Much has been written about this iconic and influential film by Tobe Hooper. The thing that fascinates me is this is one of the few films that was shot completely in chronological order. That’s NEVER done in Hollywood due to budgeting considerations and location shooting schedules and actor schedules. Hooper’s film is disturbing on many levels, from the crazy hitchhiker to Leatherface…it’s all pretty scary stuff.
How Hooper accomplishes this is set up from the very beginning and is the link I’d like to make for this film. Hooper uses Verisimilitude to establish that the vents in his film are TRUE. Audiences have always been fascinated by true crime stories. It’s a genre all its own and a very popular one. From Truman Capote’s In Cold Blood published in 1966, America got its first real taste of a gruesome series of murders in a home invasion that made absolutely no sense. The victims had no offended the killers, they were simply home at the wrong time. That shocked readers immensely. TCM works on the same basis of shocking by showing there are just some crazy people in the world who do crazy, disturbing things. I will never forget the first time I saw Leatherface hammer Kirk in the head, drag his body inside and then slam that sliding metal door. Just chilling.
Hooper begins his film with a rolling description warning that these events are true. It’s reinforced by a voice over narration of the writing. It’s a very authoritative voice. Then we are shown flashes of images, giving a sense of a crime scene investigation photographer. This is followed by a radio news report voice over that talks about events in the news, most recently a series of grave robberies.
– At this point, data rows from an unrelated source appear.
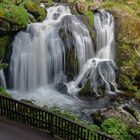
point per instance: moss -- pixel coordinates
(33, 8)
(116, 128)
(3, 66)
(135, 132)
(127, 73)
(86, 90)
(13, 17)
(4, 42)
(4, 93)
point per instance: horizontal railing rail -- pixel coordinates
(46, 120)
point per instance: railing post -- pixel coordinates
(51, 124)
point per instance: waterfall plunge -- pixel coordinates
(2, 79)
(99, 69)
(38, 57)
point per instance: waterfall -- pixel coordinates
(38, 59)
(2, 79)
(99, 69)
(39, 53)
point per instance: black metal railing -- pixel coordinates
(51, 122)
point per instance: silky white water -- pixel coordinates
(39, 57)
(99, 70)
(2, 80)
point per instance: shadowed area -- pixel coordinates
(13, 131)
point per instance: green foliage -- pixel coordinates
(4, 42)
(33, 8)
(93, 127)
(3, 66)
(127, 59)
(135, 132)
(65, 113)
(116, 128)
(16, 15)
(4, 93)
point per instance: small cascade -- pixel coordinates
(99, 69)
(2, 80)
(39, 54)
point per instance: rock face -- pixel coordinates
(128, 50)
(15, 15)
(127, 43)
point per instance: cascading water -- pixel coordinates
(39, 56)
(99, 69)
(39, 59)
(2, 80)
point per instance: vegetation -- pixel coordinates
(116, 128)
(4, 93)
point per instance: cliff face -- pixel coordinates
(15, 15)
(127, 18)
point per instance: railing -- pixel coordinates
(51, 122)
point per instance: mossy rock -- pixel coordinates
(86, 90)
(12, 17)
(4, 93)
(135, 132)
(33, 8)
(127, 45)
(4, 42)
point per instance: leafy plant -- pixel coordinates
(116, 128)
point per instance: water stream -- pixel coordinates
(38, 59)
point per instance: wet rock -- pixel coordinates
(61, 88)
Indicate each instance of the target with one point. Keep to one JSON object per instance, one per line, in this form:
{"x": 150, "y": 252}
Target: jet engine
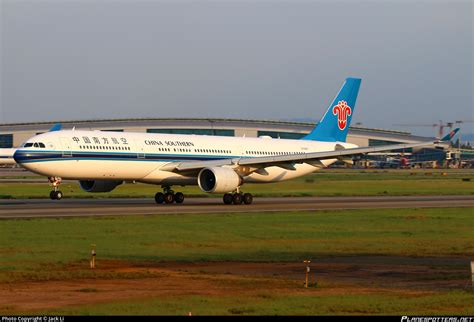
{"x": 99, "y": 185}
{"x": 218, "y": 180}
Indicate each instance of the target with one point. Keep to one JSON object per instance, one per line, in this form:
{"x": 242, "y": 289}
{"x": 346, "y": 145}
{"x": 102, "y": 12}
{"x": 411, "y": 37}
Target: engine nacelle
{"x": 99, "y": 185}
{"x": 218, "y": 180}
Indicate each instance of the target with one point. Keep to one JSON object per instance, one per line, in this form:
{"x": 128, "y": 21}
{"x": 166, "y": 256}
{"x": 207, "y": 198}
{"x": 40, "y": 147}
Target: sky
{"x": 272, "y": 60}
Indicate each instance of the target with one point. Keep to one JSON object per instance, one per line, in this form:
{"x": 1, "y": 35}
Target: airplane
{"x": 101, "y": 160}
{"x": 6, "y": 156}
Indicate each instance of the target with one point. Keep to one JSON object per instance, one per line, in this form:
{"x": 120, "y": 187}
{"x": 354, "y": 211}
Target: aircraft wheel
{"x": 178, "y": 197}
{"x": 227, "y": 199}
{"x": 169, "y": 197}
{"x": 159, "y": 197}
{"x": 248, "y": 198}
{"x": 57, "y": 195}
{"x": 237, "y": 199}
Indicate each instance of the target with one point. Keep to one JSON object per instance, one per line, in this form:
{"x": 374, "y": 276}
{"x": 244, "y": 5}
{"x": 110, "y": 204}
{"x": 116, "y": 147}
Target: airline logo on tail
{"x": 342, "y": 111}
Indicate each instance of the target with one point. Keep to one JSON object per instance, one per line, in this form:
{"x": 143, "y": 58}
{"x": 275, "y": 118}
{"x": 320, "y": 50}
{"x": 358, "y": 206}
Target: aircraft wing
{"x": 287, "y": 161}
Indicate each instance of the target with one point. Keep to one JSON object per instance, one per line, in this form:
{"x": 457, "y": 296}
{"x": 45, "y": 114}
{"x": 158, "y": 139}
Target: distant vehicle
{"x": 103, "y": 160}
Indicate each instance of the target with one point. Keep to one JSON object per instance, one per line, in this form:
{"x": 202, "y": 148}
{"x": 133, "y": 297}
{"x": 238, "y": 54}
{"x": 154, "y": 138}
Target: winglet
{"x": 56, "y": 127}
{"x": 450, "y": 135}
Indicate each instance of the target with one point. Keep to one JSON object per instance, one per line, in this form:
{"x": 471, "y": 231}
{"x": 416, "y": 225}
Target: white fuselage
{"x": 101, "y": 155}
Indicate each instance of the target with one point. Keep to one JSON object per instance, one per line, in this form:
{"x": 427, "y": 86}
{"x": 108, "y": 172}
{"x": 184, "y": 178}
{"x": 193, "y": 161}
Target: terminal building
{"x": 14, "y": 134}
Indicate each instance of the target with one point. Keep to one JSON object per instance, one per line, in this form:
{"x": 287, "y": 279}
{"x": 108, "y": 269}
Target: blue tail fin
{"x": 335, "y": 122}
{"x": 450, "y": 135}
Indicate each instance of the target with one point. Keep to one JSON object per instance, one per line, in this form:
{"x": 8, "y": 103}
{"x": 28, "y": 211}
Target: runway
{"x": 42, "y": 208}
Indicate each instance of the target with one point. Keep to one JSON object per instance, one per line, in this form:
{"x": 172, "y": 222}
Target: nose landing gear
{"x": 238, "y": 198}
{"x": 55, "y": 194}
{"x": 168, "y": 196}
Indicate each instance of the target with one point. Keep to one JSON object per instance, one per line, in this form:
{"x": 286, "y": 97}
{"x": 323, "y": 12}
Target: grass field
{"x": 323, "y": 183}
{"x": 54, "y": 253}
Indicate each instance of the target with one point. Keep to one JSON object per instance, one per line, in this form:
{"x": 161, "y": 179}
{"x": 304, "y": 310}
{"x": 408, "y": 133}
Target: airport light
{"x": 93, "y": 255}
{"x": 472, "y": 274}
{"x": 308, "y": 269}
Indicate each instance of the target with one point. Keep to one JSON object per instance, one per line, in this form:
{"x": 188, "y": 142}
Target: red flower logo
{"x": 342, "y": 111}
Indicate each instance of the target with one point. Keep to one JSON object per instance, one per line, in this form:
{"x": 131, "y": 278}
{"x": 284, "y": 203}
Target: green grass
{"x": 323, "y": 183}
{"x": 449, "y": 303}
{"x": 40, "y": 249}
{"x": 27, "y": 245}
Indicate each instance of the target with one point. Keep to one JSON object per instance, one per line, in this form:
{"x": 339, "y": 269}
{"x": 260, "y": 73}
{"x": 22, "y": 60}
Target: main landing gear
{"x": 55, "y": 194}
{"x": 169, "y": 196}
{"x": 238, "y": 198}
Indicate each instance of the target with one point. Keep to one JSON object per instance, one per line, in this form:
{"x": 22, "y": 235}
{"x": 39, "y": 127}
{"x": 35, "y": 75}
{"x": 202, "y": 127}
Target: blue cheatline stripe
{"x": 28, "y": 156}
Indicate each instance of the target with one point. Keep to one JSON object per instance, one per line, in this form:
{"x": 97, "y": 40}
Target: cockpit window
{"x": 35, "y": 144}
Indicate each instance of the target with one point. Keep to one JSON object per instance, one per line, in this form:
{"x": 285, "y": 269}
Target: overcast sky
{"x": 82, "y": 59}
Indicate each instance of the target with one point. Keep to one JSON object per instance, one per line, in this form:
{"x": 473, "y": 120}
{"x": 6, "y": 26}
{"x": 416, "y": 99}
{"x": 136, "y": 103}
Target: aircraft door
{"x": 65, "y": 142}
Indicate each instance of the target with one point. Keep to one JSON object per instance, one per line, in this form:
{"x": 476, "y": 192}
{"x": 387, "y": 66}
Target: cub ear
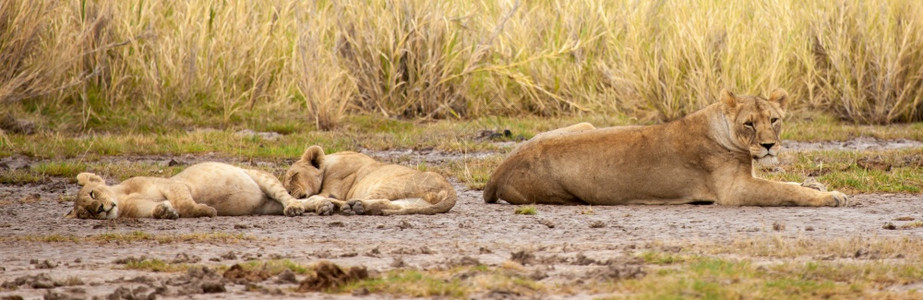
{"x": 85, "y": 178}
{"x": 728, "y": 98}
{"x": 72, "y": 214}
{"x": 779, "y": 96}
{"x": 314, "y": 155}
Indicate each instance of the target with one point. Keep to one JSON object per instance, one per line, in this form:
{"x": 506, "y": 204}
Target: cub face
{"x": 757, "y": 123}
{"x": 94, "y": 200}
{"x": 305, "y": 176}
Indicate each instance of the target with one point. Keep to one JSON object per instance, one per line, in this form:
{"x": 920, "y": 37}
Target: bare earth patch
{"x": 42, "y": 254}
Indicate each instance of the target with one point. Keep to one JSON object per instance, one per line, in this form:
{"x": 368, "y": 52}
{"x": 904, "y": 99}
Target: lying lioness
{"x": 202, "y": 190}
{"x": 357, "y": 184}
{"x": 705, "y": 157}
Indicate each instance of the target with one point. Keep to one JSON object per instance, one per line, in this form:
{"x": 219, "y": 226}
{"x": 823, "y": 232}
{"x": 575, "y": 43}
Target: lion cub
{"x": 355, "y": 183}
{"x": 706, "y": 156}
{"x": 202, "y": 190}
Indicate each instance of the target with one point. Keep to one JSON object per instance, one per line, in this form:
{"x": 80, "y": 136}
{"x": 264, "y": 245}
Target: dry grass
{"x": 86, "y": 65}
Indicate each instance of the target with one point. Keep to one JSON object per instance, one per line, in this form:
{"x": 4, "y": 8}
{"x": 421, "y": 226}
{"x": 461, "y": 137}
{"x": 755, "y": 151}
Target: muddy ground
{"x": 558, "y": 245}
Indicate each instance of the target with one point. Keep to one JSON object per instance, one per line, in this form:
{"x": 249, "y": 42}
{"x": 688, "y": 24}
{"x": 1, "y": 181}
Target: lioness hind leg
{"x": 369, "y": 206}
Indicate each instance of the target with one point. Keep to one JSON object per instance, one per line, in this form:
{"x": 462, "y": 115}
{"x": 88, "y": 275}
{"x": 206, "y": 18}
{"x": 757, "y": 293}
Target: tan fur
{"x": 202, "y": 190}
{"x": 357, "y": 184}
{"x": 707, "y": 156}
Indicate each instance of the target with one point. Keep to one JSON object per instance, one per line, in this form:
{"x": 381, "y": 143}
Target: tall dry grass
{"x": 224, "y": 60}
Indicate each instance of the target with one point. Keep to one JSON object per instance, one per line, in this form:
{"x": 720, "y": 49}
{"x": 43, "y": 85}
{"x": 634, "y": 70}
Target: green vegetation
{"x": 841, "y": 170}
{"x": 149, "y": 66}
{"x": 154, "y": 265}
{"x": 526, "y": 210}
{"x": 448, "y": 283}
{"x": 273, "y": 267}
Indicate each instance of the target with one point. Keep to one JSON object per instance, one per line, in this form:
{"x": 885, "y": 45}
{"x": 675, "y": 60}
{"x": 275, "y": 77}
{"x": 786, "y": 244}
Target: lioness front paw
{"x": 294, "y": 209}
{"x": 839, "y": 199}
{"x": 356, "y": 206}
{"x": 325, "y": 208}
{"x": 165, "y": 210}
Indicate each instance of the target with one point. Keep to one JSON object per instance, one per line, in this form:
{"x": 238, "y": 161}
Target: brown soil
{"x": 559, "y": 244}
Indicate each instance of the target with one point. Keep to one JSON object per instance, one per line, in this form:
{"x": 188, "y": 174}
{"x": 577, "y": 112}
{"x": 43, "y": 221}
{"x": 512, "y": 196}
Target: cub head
{"x": 305, "y": 176}
{"x": 94, "y": 200}
{"x": 756, "y": 123}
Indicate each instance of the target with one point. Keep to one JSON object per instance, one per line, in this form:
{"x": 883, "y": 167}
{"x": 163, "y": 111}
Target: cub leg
{"x": 139, "y": 207}
{"x": 271, "y": 186}
{"x": 180, "y": 198}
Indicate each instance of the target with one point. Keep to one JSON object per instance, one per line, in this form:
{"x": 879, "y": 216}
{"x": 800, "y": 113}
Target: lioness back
{"x": 706, "y": 156}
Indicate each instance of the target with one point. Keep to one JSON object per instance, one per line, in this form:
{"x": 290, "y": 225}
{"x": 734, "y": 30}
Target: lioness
{"x": 357, "y": 184}
{"x": 705, "y": 157}
{"x": 202, "y": 190}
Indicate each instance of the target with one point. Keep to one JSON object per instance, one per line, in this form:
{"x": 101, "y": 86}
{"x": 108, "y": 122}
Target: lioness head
{"x": 756, "y": 123}
{"x": 94, "y": 200}
{"x": 305, "y": 176}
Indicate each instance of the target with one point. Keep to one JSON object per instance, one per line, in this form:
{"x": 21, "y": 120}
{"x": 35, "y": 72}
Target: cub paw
{"x": 165, "y": 210}
{"x": 325, "y": 208}
{"x": 294, "y": 209}
{"x": 206, "y": 211}
{"x": 812, "y": 183}
{"x": 356, "y": 206}
{"x": 839, "y": 199}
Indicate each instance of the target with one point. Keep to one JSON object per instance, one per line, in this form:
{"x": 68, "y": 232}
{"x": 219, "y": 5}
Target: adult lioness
{"x": 705, "y": 157}
{"x": 357, "y": 184}
{"x": 202, "y": 190}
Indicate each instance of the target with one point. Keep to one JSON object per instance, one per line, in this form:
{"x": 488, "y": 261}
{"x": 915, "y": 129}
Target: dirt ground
{"x": 559, "y": 244}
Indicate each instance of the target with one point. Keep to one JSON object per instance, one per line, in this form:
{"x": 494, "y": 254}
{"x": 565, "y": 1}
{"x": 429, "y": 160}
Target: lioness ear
{"x": 85, "y": 178}
{"x": 728, "y": 98}
{"x": 314, "y": 155}
{"x": 779, "y": 96}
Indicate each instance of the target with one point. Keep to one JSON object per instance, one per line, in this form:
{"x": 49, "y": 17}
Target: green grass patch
{"x": 274, "y": 266}
{"x": 458, "y": 282}
{"x": 154, "y": 265}
{"x": 841, "y": 170}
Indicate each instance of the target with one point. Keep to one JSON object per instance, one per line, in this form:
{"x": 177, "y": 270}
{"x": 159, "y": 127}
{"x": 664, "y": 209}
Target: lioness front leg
{"x": 321, "y": 205}
{"x": 371, "y": 206}
{"x": 165, "y": 210}
{"x": 761, "y": 192}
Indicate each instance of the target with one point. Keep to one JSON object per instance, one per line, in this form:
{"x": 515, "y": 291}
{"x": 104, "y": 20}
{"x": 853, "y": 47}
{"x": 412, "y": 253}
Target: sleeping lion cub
{"x": 705, "y": 157}
{"x": 355, "y": 183}
{"x": 202, "y": 190}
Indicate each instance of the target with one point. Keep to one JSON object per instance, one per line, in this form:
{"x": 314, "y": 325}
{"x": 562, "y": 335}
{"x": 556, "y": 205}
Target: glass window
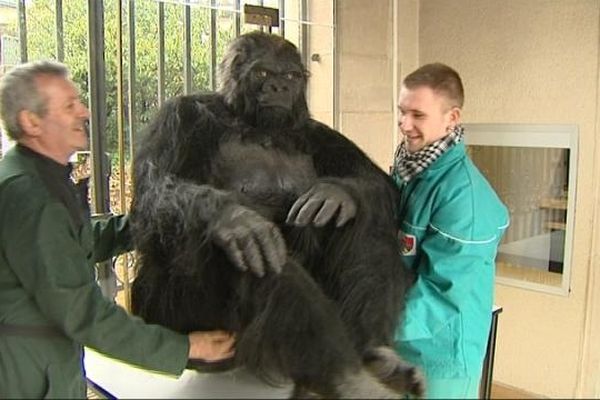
{"x": 533, "y": 170}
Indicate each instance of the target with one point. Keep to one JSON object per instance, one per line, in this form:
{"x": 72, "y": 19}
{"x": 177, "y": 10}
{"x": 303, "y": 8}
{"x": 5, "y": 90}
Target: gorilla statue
{"x": 251, "y": 217}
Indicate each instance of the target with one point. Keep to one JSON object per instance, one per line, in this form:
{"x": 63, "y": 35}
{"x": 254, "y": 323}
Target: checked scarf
{"x": 408, "y": 165}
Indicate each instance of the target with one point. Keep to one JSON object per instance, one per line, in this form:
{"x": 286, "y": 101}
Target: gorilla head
{"x": 264, "y": 82}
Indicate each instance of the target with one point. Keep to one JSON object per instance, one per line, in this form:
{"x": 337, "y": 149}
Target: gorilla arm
{"x": 177, "y": 215}
{"x": 348, "y": 181}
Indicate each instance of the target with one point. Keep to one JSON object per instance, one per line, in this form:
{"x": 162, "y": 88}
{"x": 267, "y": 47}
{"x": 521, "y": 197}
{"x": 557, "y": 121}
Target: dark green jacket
{"x": 47, "y": 280}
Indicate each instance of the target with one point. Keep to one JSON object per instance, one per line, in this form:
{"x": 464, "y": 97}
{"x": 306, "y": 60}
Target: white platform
{"x": 121, "y": 380}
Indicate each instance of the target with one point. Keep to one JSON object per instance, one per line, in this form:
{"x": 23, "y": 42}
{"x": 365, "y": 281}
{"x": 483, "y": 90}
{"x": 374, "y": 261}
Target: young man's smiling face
{"x": 425, "y": 116}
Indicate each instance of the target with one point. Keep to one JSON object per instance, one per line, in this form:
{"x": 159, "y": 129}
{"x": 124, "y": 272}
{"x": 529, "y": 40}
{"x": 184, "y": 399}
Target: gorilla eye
{"x": 261, "y": 73}
{"x": 292, "y": 75}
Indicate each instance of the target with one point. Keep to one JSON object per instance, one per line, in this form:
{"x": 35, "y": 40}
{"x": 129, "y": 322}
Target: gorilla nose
{"x": 275, "y": 87}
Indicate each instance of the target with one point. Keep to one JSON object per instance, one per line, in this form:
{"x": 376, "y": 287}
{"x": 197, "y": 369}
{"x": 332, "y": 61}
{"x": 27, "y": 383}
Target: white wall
{"x": 533, "y": 61}
{"x": 522, "y": 61}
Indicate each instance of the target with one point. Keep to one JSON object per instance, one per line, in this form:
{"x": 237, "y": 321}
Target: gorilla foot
{"x": 362, "y": 385}
{"x": 390, "y": 369}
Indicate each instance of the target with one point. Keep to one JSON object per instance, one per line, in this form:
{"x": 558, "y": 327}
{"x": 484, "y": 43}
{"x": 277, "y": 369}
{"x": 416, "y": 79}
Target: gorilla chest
{"x": 263, "y": 174}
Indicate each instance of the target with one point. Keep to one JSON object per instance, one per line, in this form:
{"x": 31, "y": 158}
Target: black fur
{"x": 336, "y": 302}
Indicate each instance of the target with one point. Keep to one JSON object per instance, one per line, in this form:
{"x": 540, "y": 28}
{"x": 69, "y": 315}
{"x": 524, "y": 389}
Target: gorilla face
{"x": 264, "y": 81}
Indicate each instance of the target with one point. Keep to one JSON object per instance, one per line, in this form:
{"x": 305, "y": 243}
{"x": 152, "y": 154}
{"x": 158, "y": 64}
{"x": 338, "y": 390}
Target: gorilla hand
{"x": 320, "y": 204}
{"x": 250, "y": 241}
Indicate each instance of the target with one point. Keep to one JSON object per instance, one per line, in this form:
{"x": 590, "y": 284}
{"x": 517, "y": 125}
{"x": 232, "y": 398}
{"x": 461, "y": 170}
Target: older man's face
{"x": 63, "y": 127}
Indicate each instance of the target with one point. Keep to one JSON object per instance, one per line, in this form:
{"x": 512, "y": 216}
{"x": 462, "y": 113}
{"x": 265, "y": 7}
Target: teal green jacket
{"x": 450, "y": 228}
{"x": 47, "y": 280}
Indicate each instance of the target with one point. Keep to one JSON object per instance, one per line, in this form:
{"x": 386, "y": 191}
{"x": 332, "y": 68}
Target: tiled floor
{"x": 498, "y": 392}
{"x": 507, "y": 392}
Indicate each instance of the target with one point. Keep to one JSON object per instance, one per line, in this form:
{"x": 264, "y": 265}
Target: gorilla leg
{"x": 291, "y": 329}
{"x": 286, "y": 327}
{"x": 363, "y": 273}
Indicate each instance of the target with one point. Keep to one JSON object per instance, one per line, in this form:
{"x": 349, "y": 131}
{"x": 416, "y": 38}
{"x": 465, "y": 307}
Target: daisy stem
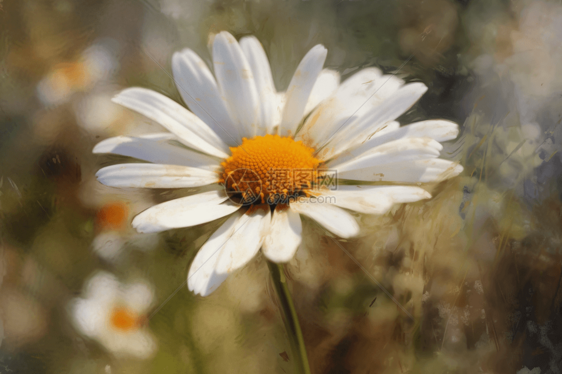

Verisimilitude is the appearance of something true or real. This simple news report is our third clue at the very beginning of the film that links these events in our minds as true events. The news report is not sensationalized. It’s very matter-of-factly done and continues reports of other tragic events around the country.
Lots of writers use verisimilitude to give their fictional narratives that extra sense of authenticity to their readership. Michael Shaara does it by using maps at the beginning of chapters in his Pulitzer Prize winning book The Killer Angels. It’s a narrative trick and Hooper uses it well giving viewers a foreboding sense that what they are seeing is actually happening as they are watching it. The movie posters even got in on the trick by declaring “…it happened!”
Just as a side note...was anybody else happy when Franklin bit it?